Important Trade Considerations:
Two important considerations when selling put options are dividends and earnings announcements because they can both impact the price and thereby impact your trade. And in STAG’s case, they are largely non-issues. Specifically, STAG isn’t expected to announce again until the end of October (after this put option expires). And second, the next ex-dividend date isn’t until 9/27/19, after this options contract expires.
Conclusion:
Not surprisingly, STAG shares sold off hard on Friday as the overall market sold-off. And in our view, this has created an attractive buying opportunity (if you are so inclined), and a very attractive opportunity to generate upfront income by selling put options on STAG. Specifically, if you are afraid there could be more market wide selling pressure ahead, and STAG shares could sell-off even further, then this options trade idea is a compelling way to generate attractive upfront income now (that you get to keep no matter what) and also giving you the chance to own STAG shares at an even lower price if they fall to $25 or lower and get put to you before the options contract expires next month. As we explained earlier in this article, we like STAG shares and believe they are an attractive long-term investment opportunity, and we wouldn’t be considering this options trade if we didn’t believe that. The premium income available on options trades generally increases when volatility/uncertainty increases (like it did on Friday for Stag), and this is a big part of the reason why we believe this income-generating STAG options trade is attractive right now.
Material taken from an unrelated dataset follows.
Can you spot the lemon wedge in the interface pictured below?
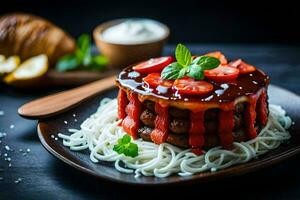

Note: As a general rule, we like to keep our position sizes below 5% of our total portfolio (or 10% in very rare instances), so consider how big your position size will be if the shares get put to you. And as a specific view, we believe STAG’s shares are attractive right now (and we’d be happy to own them for the long-term). Things could get worse before they get better, but in the months and years ahead, we believe STAG’s share price is going higher (perhaps significantly higher), and those attractive monthly dividends will keep rolling in and keep growing too.